DialecticMaterialist said:Well they still accept the Bible, which includes a story you may have heard of called Genesis.
OK, so your position is the complete either, or the complete or.
Either you accept everything in the Bible, or you reject everything in the Bible.
Since I read the Bible as an obvious evolution of a race of people's understanding of God, I see no reason why I should accept everything, or reject everything, as you would have me do.
Except now its a metaphor or misunderstanding (but still revealed truth from God.)
It is how human's understand. How a human expresses an encounter with God is dependent upon the human. It is up to every individual to judge such encounters as put on paper.
Listen, I'm not going to try to persuade you to read any portion of the Bible and see what I see. You make your own judgments, I'll make my own judgments. If you chuck the whole Bible in the trash, fine. You *must* be able to comprehend, however, that other people see no reason to act in the complete acceptance/complete rejection fashion.
If I open a bag of trail mix, is it not possible for me to throw away the raisins and eat everything else?
(Personally I wouldn't throw any part of the Bible away, I would just draw truth from each part in different ways).
And now God directs things by means of the cruel and inefficient process of evolution...because He is mysterious.
I don't believe God directs evolution, though I am open to entertaining the notion that he does, and may one day change my mind and think that he does. Who knows.

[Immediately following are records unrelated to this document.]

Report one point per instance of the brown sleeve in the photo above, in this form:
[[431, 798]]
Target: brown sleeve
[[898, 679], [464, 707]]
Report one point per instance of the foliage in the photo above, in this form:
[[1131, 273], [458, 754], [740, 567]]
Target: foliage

Some people do believe God directs evolution. Life is cruel, so I don't know why evolution should not be cruel. Life is inefficient, so I don't know why evolution should be efficient. We have the realities of daily existence, which Christian dogma explains, yet you would have the realities of evolution not have the same features of the realities of daily existence. Meaning, if daily life was *not* cruel, or *not* inefficient, I would think you have an excellent point here.

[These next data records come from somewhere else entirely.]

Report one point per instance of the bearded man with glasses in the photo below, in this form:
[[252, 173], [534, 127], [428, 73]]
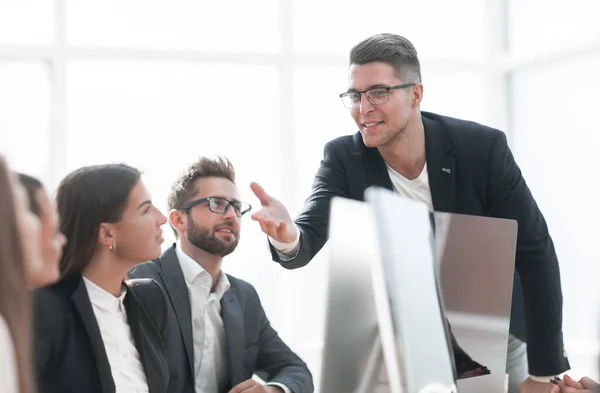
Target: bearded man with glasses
[[218, 334]]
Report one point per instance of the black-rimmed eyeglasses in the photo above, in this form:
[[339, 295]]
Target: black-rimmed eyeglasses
[[375, 95], [219, 205]]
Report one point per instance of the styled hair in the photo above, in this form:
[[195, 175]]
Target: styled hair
[[392, 49], [86, 198], [185, 186], [15, 305]]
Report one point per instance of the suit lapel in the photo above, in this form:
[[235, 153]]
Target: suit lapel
[[440, 167], [377, 173], [82, 303], [176, 288], [140, 337], [233, 321]]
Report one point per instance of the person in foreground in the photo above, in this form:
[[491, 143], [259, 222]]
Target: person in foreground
[[451, 165], [95, 333], [218, 335], [19, 256], [51, 239]]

And the process is telological in a subtle untestable way. Also a soul was added during human evolution, though it has no impact on anything we experience.
Was? No, continues to be. Every time a human is born. Whether or not you feel it has an impact is up to you.
Superfluous entities? Naawww.
You don't have to be all sarcastic. Look, I understand your worldview. Yes, God is a superfluous entity in your worldview. If you want to construct a worldview based solely on limiting superfluous entities that is fine.
Superfluous is a matter of reasoning implemented so we don't make stuff up. It is only a matter of perspective in so far as that perspective adds enough data to make the viewpoint necessary.
And I consider abiogenesis making stuff up. You think I make up superfluous stuff, I think you make up superfluous stuff. It is entirely a matter of perspective. You add data that was never observed, could never be observed, etc. And so do I.
Taste has nothing to do with it. (Unless you are a cognitive relativist.)
I am glad you don't find my beliefs distasteful. A lot of people on this forum do.
If you think there are superfluous entities in evolution tell me what they are.
The entities that must have existed, but are not represented in the fossil record. You're the gradualist, not me. There have to be more entities in a gradualistic mindset, right?